Talvez sejam as fotografias de Woudt, o mais jovem dos três fotógrafos (n. 1987), aquelas que melhor se enquadram no espaço desta nova galeria: com o preto e branco a refulgir nas suas dimensões alargadas, as paredes acolhem de maneira particularmente generosa as figuras das modelos em silhuetas que não são senão resultado do trompe l’oeil a que o jogo da sombra e da luz incentiva. Não terá sido casual a escolha das suas fotografias para o andar que o visitante primeiro conhece: o enquadramento clássico, o minimalismo dos tons e das linhas, assim como a limpidez e a centralidade do tema (exclusivamente modelos femininas) dentro da moldura condizem com a proposta da casa.
No andar de cima, encontram-se as fotografias de Kristian Schuller (n. 1970), cuja produção se poderia considerar mais barroca: cada uma das imagens deste fotógrafo nascido na Roménia, mas com trabalho feito sobretudo a partir da Alemanha, articula elementos variados, planos abertos (muitos deles feitos em exterior ou em estúdio a representar áreas amplas), um complexo e rico jogo de cores, formas e narrativas, assim como a multiplicidade de projetos de moda a que estiveram associadas. A dimensão das molduras é também mais variada aqui do que no caso dos outros dois artistas que se exibem na primeira exposição da In the Pink.
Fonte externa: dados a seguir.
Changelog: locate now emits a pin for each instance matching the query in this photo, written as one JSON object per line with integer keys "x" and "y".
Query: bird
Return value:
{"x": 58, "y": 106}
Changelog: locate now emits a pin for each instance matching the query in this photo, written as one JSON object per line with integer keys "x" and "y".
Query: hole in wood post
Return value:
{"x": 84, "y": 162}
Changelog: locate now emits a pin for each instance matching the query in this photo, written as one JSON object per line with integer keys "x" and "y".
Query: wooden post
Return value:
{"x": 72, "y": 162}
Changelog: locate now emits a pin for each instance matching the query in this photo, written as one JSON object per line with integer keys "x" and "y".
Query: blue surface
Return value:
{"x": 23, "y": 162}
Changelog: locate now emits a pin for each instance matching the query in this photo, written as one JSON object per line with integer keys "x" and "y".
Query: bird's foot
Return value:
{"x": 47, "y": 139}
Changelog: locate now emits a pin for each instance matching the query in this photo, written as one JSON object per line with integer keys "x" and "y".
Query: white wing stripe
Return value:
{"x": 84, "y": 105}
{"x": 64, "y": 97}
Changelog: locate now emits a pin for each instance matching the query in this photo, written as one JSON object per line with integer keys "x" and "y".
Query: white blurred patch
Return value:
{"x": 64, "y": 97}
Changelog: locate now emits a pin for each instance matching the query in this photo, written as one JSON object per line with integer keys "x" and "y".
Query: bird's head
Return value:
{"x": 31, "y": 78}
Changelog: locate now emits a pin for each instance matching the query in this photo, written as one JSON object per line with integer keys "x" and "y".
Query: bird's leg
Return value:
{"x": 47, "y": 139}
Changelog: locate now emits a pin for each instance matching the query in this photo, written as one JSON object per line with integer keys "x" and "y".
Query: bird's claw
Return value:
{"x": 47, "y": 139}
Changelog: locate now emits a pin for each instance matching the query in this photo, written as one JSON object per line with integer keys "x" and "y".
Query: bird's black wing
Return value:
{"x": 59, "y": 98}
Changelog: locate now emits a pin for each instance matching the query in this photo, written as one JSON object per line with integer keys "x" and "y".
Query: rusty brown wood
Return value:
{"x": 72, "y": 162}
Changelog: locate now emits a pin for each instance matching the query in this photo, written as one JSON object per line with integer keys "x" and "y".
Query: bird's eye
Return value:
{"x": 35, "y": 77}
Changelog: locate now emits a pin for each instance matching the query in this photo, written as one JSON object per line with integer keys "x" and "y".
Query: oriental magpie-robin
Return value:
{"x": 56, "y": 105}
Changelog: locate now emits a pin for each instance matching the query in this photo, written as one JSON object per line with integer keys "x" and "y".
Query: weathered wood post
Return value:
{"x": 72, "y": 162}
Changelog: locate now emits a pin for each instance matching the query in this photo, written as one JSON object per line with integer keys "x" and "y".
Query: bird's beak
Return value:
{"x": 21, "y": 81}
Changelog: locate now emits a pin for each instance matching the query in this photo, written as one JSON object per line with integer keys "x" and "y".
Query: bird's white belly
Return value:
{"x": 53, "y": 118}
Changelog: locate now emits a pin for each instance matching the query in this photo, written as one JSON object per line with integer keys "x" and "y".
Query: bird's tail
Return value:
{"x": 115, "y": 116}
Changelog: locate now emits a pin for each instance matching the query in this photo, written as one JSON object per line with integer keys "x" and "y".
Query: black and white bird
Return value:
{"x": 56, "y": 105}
As imagens de Albert Watson (n. 1942), um dos mais afamados mestres da fotografia de moda do último quartel do século XX, ocupam todo o piso intermédio – como que a consolidar ou a servir de eixo ao conjunto da exposição. A amplitude do que se mostra da sua obra é, compreensivelmente, maior do que a dedicada a qualquer um dos outros dois fotógrafos, já que Watson tem visto fotografias suas em quase meia centena de capas da Rolling Stonee em mais de cem da revista Vogue. Destacam-se, entre as belíssimas imagens trazidas à nova galeria louletana, um retrato de Sade Adu de 1992, imagem que integra a coleção da National Portrait Gallery de Londres; e, num recanto subitamente colorido, ladeado por duas das janelas altas da sala, três impressões de 1977, que Watson fez no Algarve com a modelo Juli Foster, uma delas sobre o alçado retilíneo e encimado pela cúpula da Igreja de Nossa Senhora da Graça, na Fortaleza de Sagres.
Pedro Vasconi refere-se à escolha destas três obras (opções seguras), mostradas para dar a conhecer a galeria e sublinha o modo como se pretende que ali se preste culto à beleza fotográfica, devolvendo a vida ao edifício urbano, dialogando, através de novas perspetivas, com o espaço da cidade – as janelas dos andares de cima permitem vistas inusitadas, e fazem emparelhar a moldura das fotografias com o dinamismo da paisagem do lado de fora – e, sobretudo, procurando afirmar a In the Pink num circuito de arte da fotografia que passa pelo resto da Europa, mas também pelos grandes núcleos artísticos do Ocidente. Estar “in the pink” significa estar do lado feliz da vida: aqui, equivale a estar num lugar que já foi moribundo e agora se vangloria no encantamento da limpidez e da beleza. Reencontrar a respiração da rua e a calma isolada de um espaço de arte.
A In the Pink fica nos nºs 69-75 da Praça da República, em Loulé. A atual exposição está patente ao público até dia 10 de setembro.